On se demande ce qu’il restera de cette Terre pour les plus jeunes. C’est une très lourde responsabilité.

Vidéo du jour

En témoigne la détresse de Marion : “Nos proches ne se rendent pas compte à quel point cela nous impacte psychologiquement. On est focalisé sur le sort de toute la planète. On pense aux autres, aux générations à venir… Franchement, c’est terrible”, confie la jeune femme en étouffant un sanglot sincère - qui peut paraître démesuré de prime-abord. Même constat pour Stéphanie qui à 47 ans a fait le choix de quitter la publicité pour se lancer dans l’écotourisme : “On est inquiets, on se demande ce qu’il restera de cette Terre pour les plus jeunes. C’est une très lourde responsabilité”, songe la chef d’entreprise.

Au-delà du stress, l’éco-anxiété peut revêtir plusieurs formes. C’est pourquoi Alice Desbiolles lui préfère le terme plus large de « solastalgie », développé en 2007 par le philosophe australien Glenn Albrecht. “Selon les sensibilités, il existe plusieurs degrés de réactions. Pour certains, la solastalgie se traduit par une forme d'angoisse ponctuelle, de culpabilité, d’inquiétude plus persistante, ou encore de colère, de tristesse, pouvant aller jusqu’à la dépression ou à des troubles du sommeil", détaille la spécialiste.

Impuissance et culpabilité

“Le climat n’est pas quelque chose que l’on peut combattre”, relève Lorena, jeune étudiante en médiation culturelle de 22 ans. Une fois ce constat établit, c’est le sentiment d’impuissance qui colore la plupart des témoignages. “Dans n’importe quelles circonstances, on a tendance à rationaliser pour relativiser. Mais pour ce qui touche à l’environnement, plus on rationalise, moins on arrive à relativiser. Et plus on se désespère”, se désole Marion. Avant d'ajouter inquiète, “c’est presque une forme de suicide collectif : on condamne la planète et l’Humanité. Ça va à l’encontre de tout instinct de survie. Je trouve ça aberrant”.

Plus on rationalise, moins on arrive à relativiser. Et plus on se désespère.

Cette incohérence, Marion n’est pas la seule à la pointer du doigt : “J’ai l’impression de foncer clairement dans un mur”, s’attriste Lorena, loin d’être optimiste en dépit de ses efforts pour tendre à un mode de vie plus respectueux de l’environnement. “Tout le monde donne la sensation d’être concerné, pourtant personne ne fait rien. C’est à la fois frustrant et rageant”, fulmine-t-elle.  Les spécialistes parlent du “syndrome du Titanic”. Comprenez : les êtres humains se contenteraient pour la grande majorité de regarder inexorablement le bateau couler. Tels les musiciens iconiques du célèbre paquebot. Fatalistes.

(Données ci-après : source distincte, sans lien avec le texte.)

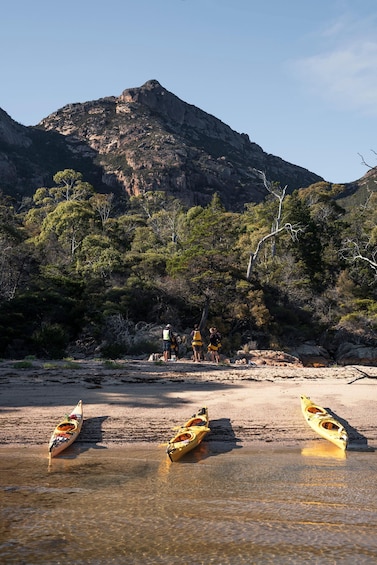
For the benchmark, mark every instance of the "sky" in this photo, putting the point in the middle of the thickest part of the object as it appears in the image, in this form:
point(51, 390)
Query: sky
point(298, 76)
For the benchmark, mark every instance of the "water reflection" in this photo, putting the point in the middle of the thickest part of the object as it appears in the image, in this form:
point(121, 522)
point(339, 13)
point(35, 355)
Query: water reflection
point(133, 506)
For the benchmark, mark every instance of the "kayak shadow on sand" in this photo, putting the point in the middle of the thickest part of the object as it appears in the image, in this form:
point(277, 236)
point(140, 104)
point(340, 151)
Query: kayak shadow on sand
point(222, 438)
point(356, 440)
point(91, 434)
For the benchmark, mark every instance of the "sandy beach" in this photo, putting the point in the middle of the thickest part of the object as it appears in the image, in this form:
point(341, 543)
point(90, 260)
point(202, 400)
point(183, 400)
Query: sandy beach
point(139, 402)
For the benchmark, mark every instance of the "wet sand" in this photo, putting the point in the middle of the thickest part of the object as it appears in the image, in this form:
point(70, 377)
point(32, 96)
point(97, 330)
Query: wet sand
point(139, 402)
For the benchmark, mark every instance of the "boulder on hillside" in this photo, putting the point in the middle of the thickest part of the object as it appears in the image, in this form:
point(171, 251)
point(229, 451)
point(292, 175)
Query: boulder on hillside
point(356, 354)
point(312, 355)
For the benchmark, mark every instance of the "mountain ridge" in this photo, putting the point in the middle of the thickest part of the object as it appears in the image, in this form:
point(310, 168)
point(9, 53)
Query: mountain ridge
point(145, 139)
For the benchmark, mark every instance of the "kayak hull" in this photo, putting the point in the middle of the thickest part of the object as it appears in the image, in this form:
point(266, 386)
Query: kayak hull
point(323, 423)
point(189, 436)
point(66, 431)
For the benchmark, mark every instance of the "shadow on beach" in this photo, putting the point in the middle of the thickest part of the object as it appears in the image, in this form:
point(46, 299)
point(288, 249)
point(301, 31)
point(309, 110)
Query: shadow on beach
point(91, 434)
point(357, 441)
point(222, 438)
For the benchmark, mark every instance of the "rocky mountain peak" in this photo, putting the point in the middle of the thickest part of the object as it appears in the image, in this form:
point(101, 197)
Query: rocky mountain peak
point(149, 139)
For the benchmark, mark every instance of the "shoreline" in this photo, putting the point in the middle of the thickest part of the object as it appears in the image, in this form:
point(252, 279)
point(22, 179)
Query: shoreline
point(137, 403)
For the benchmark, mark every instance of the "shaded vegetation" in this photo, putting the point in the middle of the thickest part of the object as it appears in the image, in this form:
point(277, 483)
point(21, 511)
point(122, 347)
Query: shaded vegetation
point(77, 270)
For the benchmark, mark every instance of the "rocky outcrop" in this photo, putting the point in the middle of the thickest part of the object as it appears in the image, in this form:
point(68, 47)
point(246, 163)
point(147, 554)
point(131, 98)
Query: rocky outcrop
point(356, 354)
point(145, 139)
point(148, 139)
point(312, 355)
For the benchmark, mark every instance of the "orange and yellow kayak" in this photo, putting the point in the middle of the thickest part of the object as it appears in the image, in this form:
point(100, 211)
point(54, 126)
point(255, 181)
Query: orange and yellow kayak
point(66, 431)
point(323, 423)
point(189, 435)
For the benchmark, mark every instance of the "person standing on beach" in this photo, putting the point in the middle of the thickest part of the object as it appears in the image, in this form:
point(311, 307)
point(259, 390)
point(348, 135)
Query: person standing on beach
point(196, 343)
point(214, 344)
point(166, 342)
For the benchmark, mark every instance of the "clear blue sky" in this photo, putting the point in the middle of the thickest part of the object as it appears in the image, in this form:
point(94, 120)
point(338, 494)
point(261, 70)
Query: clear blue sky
point(298, 76)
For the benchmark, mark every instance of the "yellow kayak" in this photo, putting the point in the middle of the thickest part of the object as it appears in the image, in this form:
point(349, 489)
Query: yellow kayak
point(66, 431)
point(323, 423)
point(189, 435)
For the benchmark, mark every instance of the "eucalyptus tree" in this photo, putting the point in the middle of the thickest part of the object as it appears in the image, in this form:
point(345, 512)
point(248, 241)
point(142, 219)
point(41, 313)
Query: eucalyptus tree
point(206, 259)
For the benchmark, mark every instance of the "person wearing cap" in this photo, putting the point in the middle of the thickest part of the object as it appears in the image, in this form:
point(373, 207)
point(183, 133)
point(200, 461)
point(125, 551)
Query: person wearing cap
point(214, 345)
point(166, 342)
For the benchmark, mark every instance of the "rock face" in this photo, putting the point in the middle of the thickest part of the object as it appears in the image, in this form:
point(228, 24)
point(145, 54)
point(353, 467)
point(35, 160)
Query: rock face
point(352, 354)
point(145, 139)
point(148, 139)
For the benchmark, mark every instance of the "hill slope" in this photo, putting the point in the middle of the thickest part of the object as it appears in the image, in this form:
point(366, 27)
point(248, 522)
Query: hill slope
point(145, 139)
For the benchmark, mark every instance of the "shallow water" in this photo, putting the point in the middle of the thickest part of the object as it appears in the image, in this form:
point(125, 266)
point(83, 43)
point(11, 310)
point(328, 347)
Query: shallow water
point(133, 506)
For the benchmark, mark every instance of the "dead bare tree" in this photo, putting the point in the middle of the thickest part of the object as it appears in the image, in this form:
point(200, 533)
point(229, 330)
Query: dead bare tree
point(276, 227)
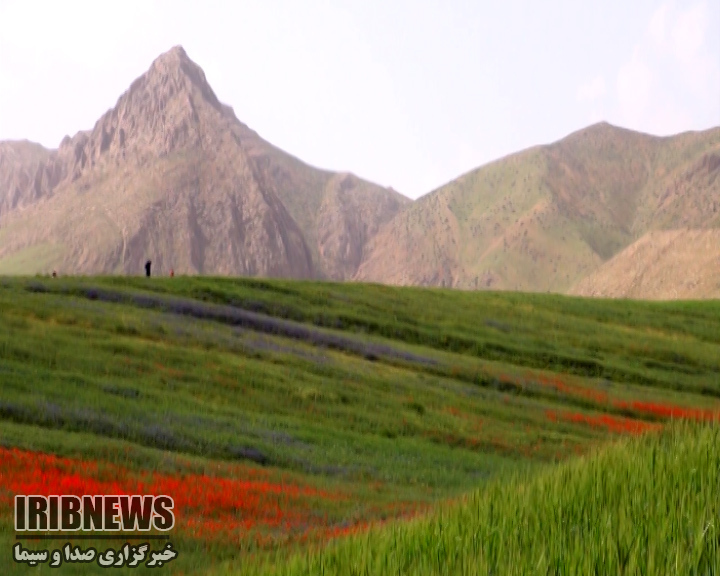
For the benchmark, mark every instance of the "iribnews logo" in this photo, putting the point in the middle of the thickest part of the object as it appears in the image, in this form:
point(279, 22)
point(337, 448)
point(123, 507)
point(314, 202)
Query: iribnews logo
point(105, 513)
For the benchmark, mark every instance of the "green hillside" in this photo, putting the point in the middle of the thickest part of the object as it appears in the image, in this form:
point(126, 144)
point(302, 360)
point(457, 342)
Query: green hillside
point(283, 414)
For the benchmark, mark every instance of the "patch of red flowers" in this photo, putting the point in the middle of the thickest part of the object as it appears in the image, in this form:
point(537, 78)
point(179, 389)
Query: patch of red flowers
point(560, 386)
point(606, 421)
point(205, 506)
point(670, 411)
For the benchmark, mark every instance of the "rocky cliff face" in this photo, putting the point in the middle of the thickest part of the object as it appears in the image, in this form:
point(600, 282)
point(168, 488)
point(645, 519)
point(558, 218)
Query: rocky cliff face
point(170, 174)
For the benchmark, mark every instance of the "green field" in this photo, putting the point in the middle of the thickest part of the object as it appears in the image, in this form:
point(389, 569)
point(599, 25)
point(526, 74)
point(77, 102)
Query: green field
point(281, 415)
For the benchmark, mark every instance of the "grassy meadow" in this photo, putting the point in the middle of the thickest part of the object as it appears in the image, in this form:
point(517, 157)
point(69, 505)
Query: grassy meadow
point(309, 428)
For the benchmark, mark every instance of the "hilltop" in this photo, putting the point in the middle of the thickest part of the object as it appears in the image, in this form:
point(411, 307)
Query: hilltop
point(170, 174)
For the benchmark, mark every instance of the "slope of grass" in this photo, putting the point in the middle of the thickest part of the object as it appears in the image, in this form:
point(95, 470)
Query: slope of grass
point(645, 507)
point(297, 412)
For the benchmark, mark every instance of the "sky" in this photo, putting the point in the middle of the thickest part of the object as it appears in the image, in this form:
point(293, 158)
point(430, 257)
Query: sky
point(405, 93)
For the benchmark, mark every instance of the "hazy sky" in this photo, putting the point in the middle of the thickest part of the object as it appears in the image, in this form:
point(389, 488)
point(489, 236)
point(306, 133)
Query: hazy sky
point(406, 93)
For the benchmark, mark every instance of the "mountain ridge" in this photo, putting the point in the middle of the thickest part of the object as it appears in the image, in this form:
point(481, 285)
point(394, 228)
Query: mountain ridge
point(169, 173)
point(189, 175)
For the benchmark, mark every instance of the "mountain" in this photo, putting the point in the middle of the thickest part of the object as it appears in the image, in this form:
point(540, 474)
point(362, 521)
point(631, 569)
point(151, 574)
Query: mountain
point(662, 265)
point(548, 217)
point(170, 174)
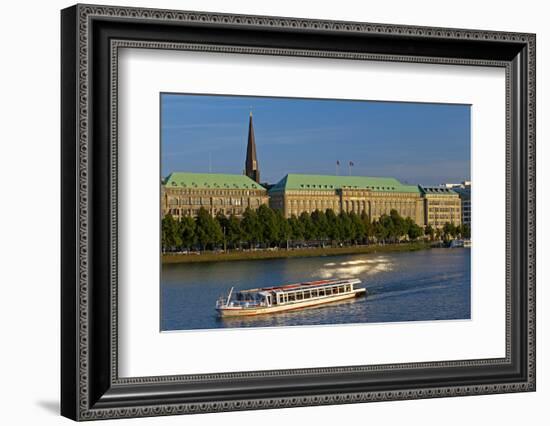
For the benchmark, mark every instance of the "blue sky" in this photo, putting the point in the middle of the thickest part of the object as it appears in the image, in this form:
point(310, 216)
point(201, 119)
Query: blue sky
point(416, 143)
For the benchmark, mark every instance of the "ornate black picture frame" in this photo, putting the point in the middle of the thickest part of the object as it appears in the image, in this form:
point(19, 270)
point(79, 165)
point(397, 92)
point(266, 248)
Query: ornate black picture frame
point(91, 387)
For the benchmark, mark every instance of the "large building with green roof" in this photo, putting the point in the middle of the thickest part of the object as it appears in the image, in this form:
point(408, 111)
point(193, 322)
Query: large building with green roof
point(183, 194)
point(297, 193)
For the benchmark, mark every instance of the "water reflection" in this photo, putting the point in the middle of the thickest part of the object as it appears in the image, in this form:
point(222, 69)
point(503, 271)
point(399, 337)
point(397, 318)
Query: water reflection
point(423, 285)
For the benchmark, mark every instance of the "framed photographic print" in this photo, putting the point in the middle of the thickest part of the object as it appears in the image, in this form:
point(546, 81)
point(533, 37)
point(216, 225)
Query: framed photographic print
point(263, 212)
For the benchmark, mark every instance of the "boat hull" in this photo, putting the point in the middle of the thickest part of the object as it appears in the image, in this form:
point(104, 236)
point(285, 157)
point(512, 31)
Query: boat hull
point(229, 311)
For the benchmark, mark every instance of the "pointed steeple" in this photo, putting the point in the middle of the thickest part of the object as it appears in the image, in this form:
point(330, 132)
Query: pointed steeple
point(252, 170)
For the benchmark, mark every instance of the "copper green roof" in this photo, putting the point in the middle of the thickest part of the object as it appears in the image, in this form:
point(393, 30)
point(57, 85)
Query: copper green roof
point(295, 182)
point(437, 190)
point(209, 181)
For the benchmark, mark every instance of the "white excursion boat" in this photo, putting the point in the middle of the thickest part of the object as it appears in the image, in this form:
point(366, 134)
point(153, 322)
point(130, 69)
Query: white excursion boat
point(268, 300)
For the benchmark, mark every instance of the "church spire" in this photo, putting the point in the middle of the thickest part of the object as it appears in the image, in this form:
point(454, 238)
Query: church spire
point(252, 169)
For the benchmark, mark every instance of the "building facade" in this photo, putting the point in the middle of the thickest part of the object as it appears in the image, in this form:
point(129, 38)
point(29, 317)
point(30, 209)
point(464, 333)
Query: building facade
point(297, 193)
point(441, 205)
point(183, 194)
point(251, 166)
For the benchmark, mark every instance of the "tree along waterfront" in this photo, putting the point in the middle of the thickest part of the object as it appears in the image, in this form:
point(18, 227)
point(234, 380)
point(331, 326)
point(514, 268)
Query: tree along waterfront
point(267, 228)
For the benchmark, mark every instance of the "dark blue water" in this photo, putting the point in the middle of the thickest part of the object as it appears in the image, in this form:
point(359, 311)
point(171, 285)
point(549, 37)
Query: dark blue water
point(424, 285)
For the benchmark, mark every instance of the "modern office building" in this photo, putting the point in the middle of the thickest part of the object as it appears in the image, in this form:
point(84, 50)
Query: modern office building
point(441, 205)
point(183, 194)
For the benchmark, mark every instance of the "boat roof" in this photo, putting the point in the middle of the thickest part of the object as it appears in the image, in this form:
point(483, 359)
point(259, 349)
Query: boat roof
point(318, 283)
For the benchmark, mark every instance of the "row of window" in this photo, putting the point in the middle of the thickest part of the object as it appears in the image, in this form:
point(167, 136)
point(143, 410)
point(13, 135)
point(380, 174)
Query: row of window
point(213, 201)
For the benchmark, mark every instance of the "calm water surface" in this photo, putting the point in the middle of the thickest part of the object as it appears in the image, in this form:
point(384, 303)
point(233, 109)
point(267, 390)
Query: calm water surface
point(414, 286)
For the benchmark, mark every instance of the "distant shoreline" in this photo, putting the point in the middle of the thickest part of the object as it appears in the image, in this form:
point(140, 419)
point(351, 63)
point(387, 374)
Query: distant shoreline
point(209, 256)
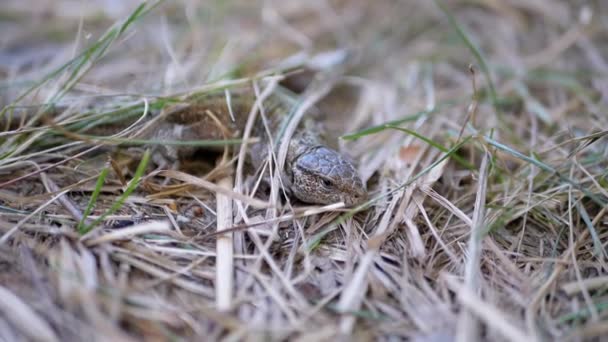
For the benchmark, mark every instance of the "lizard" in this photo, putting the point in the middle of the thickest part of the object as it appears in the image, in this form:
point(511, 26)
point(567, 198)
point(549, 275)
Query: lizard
point(314, 172)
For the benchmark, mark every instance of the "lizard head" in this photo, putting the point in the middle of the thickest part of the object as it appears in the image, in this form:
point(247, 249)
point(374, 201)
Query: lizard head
point(322, 175)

Le danger, c’est de vite voir tout le poids du monde reposer sur ses épaules. Il vous arrive de culpabiliser à cause de vos bains hebdomadaires ? Pensez qu’une simple bouteille d’eau peut à elle seule ruiner la matinée de Lorena : “Je deviens presque parano. En jeter une m’angoisse, je me demande si elle va vraiment être recyclée, je culpabilise, j’ai l’impression d’être une mauvaise personne”, retrace-t-elle. Et il en est de même dès qu’elle se penche sur un article ou un reportage - souvent alarmiste - traitant d’écologie. Elle avoue même se poser très sérieusement la question d’avoir ou non des enfants : “ Pourquoi vouloir des enfants dans un monde qui se dégrade à ce point ? Je n’entrevois pas d’issue.”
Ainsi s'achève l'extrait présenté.